Tan pronto como consiguen su primer trabajo remunerado, ya no hay más tarea ni objetivo que trabajar y producir para tener cuanto más, mejor; en lugar de cuanto mejor, más. Así está estructurada la sociedad de consumo: tienes que tener para que te acepten, no para que te respeten y te acojan como persona valiosa y fundamental en la sociedad.
Con toda naturalidad, se ha asumido que, al dejar de producir, hay que aparcar a las personas mayores, para que no molesten, para que dejen su puesto a los más jóvenes, para que se ocupen de sus dolencias y de sus goteras. Por eso proliferan lo que yo llamo “aparcamientos de los improductivos”, sin reparar en que las personas mayores, en todas las culturas que han contribuido al auténtico progreso de la humanidad, han sido respetadas y veneradas bajo la ley no escrita pero sagrada de la comunidad.

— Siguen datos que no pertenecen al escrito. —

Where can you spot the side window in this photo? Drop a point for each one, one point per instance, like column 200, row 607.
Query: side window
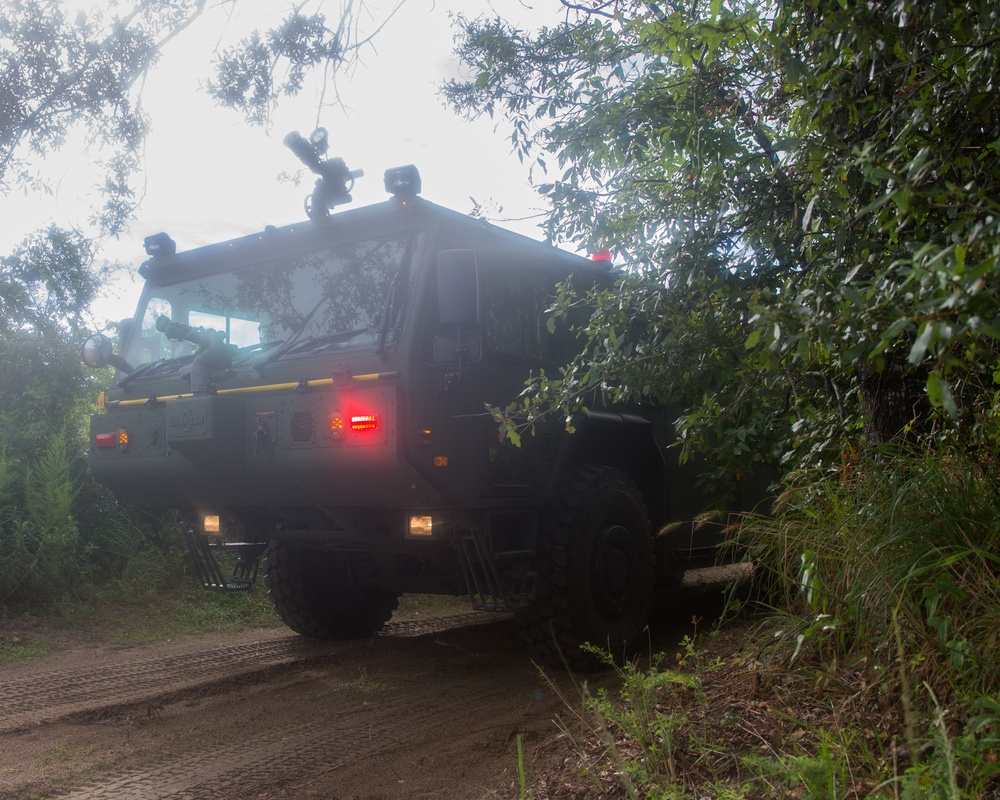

En China sería una falta de educación tremenda decirle a una persona mayor “¡Qué joven la encuentro!” En toda África y en India, así como en la América precolombina, a los ancianos se les ofrece el mejor asiento y los bocados más tiernos, se les consulta, se les escucha en silencio, se les facilitan las cosas para que sus vidas maduren en paz y con sosiego del que se beneficia toda la comunidad. Porque las personas mayores son el bien más preciado de la gran familia que compone una sociedad bien estructurada.
Hay que pedirles que no intenten ser otras personas distintas, así se convertirán en personas maduras. La madurez es aceptar la responsabilidad de ser uno mismo. Arriesgarlo todo con tal de ser uno mismo.